Doch er hört sie gar nicht. Sein Blick hängt an ihren Schenkeln und hat etwas Wirres, als er aufsieht und ihr in die Augen schaut.

»Man sollte eine gute geschäftliche Zusammenarbeit nicht mit etwas so Persönlichem vermischen«, gibt er zu bedenken.

»Soweit ich weiß, haben dich solche Überlegungen früher auch nicht abgehalten, du hast deine Theorien doch sicherlich an einer ganzen Reihe Frauen getestet, bevor du das Buch veröffentlicht hast.«

Er bleibt die Antwort schuldig, kann den Blick nicht abwenden.

»Ich habe gelesen, dass die Mehrheit der Frauen, die du behandelt hast, ihre Angststörungen losgeworden sind, oder zumindest haben sie nachgelassen.«

»Achtzig Prozent.«

Wie stolz kann man eigentlich sein, denkt sie genervt. Wie lange muss sie sein Ego noch mit Schmeicheleien füttern? Sie mag Sex nicht einmal besonders. Aber ihn ins Bett zu kriegen, ist entscheidend, wenn ihr Plan funktionieren und es mit Alex zum Bruch kommen soll. Wenn Carl und sie eine gemeinsame Zukunft planen wollen. Doch ihre schönen Worte werden es nicht allein bewerkstelligen. Sie hat noch eine andere Idee.

»Ich mache dir einen Vorschlag«, sagt sie. »Wir können das gestalten wie bei einer Massage. Ich trage heute keine Unterwäsche, denn ich mag dieses Gefühl von Freiheit, aber wenn ich mich jetzt einfach auf den Bauch lege und mir eine Decke über den Po ziehe, dann ist das doch eigentlich wie in einem Spa«, sagt sie hoffnungsvoll.

Er tut wirklich alles, um zu widerstehen, doch da geht ein Lächeln über sein Gesicht.

»Deine Verhandlungstaktik ist bewundernswert. Du bist eine hervorragende Geschäftsfrau, Eva, aber als Mensch vielleicht etwas verloren.«

Er streckt eine Hand aus und streichelt ihre Wange. Das ist das erste Mal, dass er zärtlich zu ihr ist, und sie muss selbst staunen, dass es sie rührt. Von der Wärme seiner Berührung bekommt sie weiche Knie. Sie schmiegt ihre Wange an seine Hand.
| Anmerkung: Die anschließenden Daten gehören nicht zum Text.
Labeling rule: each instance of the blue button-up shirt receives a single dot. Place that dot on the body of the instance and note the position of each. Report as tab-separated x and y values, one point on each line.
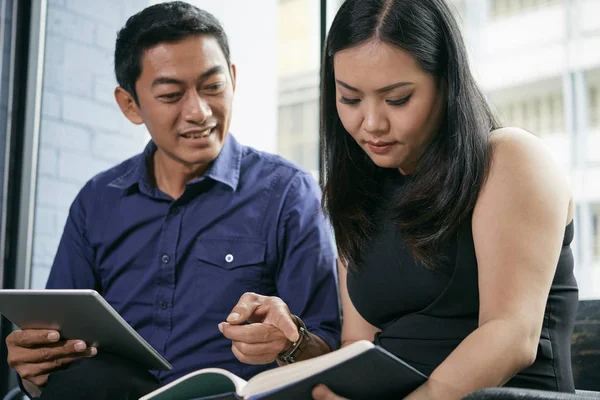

»Darf ich dir etwas zeigen?«, fragt sie.

Sie dreht sich um, sodass sie mit dem Rücken zu ihm steht. Langsam zieht sie ihr Shirt aus. Das Brandmal sitzt über dem Kreuz. Es ist groß, kein operativer Eingriff könnte die zerstörte Haut wiederherstellen. Das Symbol der Hölle, tief eingebrannt.

»Mein Gott!«, ruft Carl aus. »Hat er dir das angetan?«

Sie dreht sich wieder zu ihm um und sieht ihm ins Gesicht. Sein Blick ist voller Verachtung.

»Jetzt verstehst du es vielleicht.«

»Das ist ja schrecklich. Ich habe noch nie …«

»Gehen wir ins Konferenzzimmer?«

Er sagt kein Wort, aber sein Kopf deutet ein kleines Nicken an. Ohne eine Antwort abzuwarten, geht sie zielstrebig auf die Tür zu. Als sie im Flur seine Schritte hinter sich hört, geht ein Strahlen über ihr Gesicht.